12 feb 2010 - E' uscito lo scorso novembre il settimo album di studio degli
Stereophonics, "Keep calm and carry on". Il disco della band gallese è stato ancipato dal singolo "Innocent", scritto da Kelly Jones, voce degli Stereophonics, in un momento di nostalgia riguardo al passato: "Ho scritto 'Innocent' in un periodo di riflessione riguardo la mia vita, i miei ricordi e il mio prresente. Era bellissimo quando, da ragazzo, potevi fantasticare sul tuo futuro durante le notti di chiacchiere e bevute con gli amici. Ho ripensato alle giornate passate a girare in macchina, ai baci dati e ricevuti, alla brezza estiva, alla musica che faceva da colonna sonora alle mie avventure... era un periodo in cui tutto ti sembrava ancora possibile, dove la tua esistenza era completamente nelle tue mani, e tu fantasticavi, era la cosiddetta età dell'innocenza. Bei tempi, peccato che l'innocenza, una volta perduta, non possa più tornare", ha detto Jones. " Quando scrivo", continua il cantante, "prendo spunto sia dalla mia vita che dalla realtà che mi circonda: sono sempre ottimi spunti creativi. In questo album si parla molto di sentimenti, di emozioni e di amore, temi a me molto cari e su quali mi sento davvero portato nello scrivere. Anche il titolo del disco, 'Keep calm and carry on', ripreso dai manifesti che tappezzavano le strade delle cittadine britanniche durante la seconda guerra mondiale, è un invito a prendersi i propri tempi, i propri spazi, a riflettere su ciò che conta davvero nella vita, evitando di essere inghiottiti da una società sempre più frenetica. E' un suggerimento che diamo anche a noi stessi come Stereophonics". Kelly Jones e soci, per la produzione di questo disco, si sono affidati a Jim Abbiss, che ha collaborato con band come gli
Arctic Monkeys e i
Kasabian: "Lavorare con Abbiss è stato interessante, lui ha un approccio alla musica davvero stimolante, è un professionista che ha lavorato con grandi gruppi britannici. Da gallesi, possiamo dire che scena musicale inglese e scena musicale gallese si sono ormai fuse, non ci sono grandi differenze, basti pensare agli
Starsailor e ai
Manic Street Preachers ad esempio. L'unica cosa che può essere veramente differente è l'accento", afferma il cantante.

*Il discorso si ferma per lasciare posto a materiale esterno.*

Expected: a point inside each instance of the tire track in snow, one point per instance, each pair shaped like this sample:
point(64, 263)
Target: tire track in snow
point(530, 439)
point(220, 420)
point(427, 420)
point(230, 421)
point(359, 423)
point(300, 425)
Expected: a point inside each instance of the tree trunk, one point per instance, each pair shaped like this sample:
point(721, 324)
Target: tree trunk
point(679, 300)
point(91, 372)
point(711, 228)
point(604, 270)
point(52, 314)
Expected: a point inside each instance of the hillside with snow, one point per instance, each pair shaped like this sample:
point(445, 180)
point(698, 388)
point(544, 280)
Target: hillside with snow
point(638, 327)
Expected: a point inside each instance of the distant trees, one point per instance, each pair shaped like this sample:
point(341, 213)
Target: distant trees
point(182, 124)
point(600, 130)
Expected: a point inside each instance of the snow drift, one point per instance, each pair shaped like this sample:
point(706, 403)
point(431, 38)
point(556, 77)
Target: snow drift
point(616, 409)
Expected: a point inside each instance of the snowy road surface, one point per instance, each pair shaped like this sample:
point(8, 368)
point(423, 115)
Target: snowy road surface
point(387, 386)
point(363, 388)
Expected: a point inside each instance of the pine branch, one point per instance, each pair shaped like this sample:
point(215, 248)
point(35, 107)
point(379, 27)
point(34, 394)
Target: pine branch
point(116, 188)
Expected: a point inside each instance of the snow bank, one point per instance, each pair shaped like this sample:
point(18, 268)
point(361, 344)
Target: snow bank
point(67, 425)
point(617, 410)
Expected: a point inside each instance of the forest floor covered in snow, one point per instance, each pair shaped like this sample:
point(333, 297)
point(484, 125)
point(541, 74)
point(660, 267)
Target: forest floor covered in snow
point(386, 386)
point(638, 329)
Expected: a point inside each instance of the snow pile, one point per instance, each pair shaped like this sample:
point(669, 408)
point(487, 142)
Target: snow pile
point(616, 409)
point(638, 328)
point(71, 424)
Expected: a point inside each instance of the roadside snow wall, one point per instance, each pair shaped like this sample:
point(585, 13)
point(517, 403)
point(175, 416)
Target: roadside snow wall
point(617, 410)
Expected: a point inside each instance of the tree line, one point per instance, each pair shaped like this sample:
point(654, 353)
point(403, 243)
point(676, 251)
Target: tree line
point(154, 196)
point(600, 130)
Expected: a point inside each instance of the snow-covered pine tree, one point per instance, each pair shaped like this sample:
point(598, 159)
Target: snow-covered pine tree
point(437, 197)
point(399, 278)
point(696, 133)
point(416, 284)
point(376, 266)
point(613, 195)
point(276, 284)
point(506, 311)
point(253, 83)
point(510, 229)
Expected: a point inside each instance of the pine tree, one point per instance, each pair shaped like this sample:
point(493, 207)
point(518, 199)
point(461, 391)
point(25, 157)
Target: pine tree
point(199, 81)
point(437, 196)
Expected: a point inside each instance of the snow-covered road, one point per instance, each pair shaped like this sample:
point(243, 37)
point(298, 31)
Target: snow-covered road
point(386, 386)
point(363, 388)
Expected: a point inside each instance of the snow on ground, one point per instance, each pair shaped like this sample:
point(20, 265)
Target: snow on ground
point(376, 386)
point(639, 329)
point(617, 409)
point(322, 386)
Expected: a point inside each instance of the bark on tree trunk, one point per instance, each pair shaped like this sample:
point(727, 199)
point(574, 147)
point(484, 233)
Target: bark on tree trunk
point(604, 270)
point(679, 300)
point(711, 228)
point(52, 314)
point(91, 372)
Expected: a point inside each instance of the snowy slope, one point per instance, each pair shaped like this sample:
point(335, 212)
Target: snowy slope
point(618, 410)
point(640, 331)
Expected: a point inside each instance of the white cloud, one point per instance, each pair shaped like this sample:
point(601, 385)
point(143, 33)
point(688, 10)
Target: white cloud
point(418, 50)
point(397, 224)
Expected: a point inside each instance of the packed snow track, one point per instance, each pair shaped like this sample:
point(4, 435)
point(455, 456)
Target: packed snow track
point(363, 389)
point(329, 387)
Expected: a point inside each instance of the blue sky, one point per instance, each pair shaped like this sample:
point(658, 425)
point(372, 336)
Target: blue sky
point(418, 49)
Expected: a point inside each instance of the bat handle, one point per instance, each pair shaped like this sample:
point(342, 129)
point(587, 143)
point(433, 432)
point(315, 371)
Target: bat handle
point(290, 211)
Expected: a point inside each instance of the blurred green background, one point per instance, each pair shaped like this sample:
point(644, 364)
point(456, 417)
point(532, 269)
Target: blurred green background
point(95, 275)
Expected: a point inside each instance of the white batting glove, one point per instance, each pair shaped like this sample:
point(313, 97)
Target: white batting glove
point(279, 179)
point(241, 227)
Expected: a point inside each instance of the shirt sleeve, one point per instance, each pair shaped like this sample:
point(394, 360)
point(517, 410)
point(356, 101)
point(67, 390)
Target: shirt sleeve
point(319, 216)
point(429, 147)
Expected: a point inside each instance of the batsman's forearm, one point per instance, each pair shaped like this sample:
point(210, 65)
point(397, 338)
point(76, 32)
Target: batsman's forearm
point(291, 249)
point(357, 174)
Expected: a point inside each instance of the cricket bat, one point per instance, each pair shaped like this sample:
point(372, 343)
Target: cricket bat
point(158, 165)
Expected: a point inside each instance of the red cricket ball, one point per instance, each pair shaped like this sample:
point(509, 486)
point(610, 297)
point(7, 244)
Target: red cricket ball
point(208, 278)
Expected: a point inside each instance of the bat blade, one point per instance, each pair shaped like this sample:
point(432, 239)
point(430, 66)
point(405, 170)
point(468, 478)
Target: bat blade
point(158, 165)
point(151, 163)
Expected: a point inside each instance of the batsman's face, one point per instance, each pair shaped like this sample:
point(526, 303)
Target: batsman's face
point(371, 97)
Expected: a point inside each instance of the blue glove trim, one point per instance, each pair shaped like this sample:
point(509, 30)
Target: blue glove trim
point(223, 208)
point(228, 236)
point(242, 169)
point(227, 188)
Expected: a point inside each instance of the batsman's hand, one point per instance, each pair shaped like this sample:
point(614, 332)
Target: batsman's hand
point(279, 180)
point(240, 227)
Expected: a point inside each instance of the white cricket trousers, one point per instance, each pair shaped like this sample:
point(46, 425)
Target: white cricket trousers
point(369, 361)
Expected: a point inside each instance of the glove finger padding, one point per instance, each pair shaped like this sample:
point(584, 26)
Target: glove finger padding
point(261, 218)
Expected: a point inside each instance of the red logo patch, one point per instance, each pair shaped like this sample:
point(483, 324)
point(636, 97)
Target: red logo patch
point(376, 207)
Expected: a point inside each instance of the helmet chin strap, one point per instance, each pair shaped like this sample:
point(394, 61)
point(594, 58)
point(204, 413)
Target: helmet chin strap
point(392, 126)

Gli Stereophonics si sono esibiti l'11 febbraio ai Magazzini Generali di Milano, una delle ultime tappe del loro tour invernale: "Siamo alla fine del nostro tour invernale, dopo Milano abbiamo ancora qualche data, poi faremo una piccola pausa e riprenderemo più avanti con le date estive: speriamo di tornare presto n Italia. Nonostante siano passati più di dieci anni, ogni volta che saliamo sul palco è come se fosse la nostra prima esibizione: siamo entusiasti ed elettrizzati come all'inizio. Uno dei nostri modelli sono di sicuro gli AC/DC: dal vivo hanno una carica esplosiva che ti inebria, accompagnata da canzoni straordinarie", conclude Kelly Jones.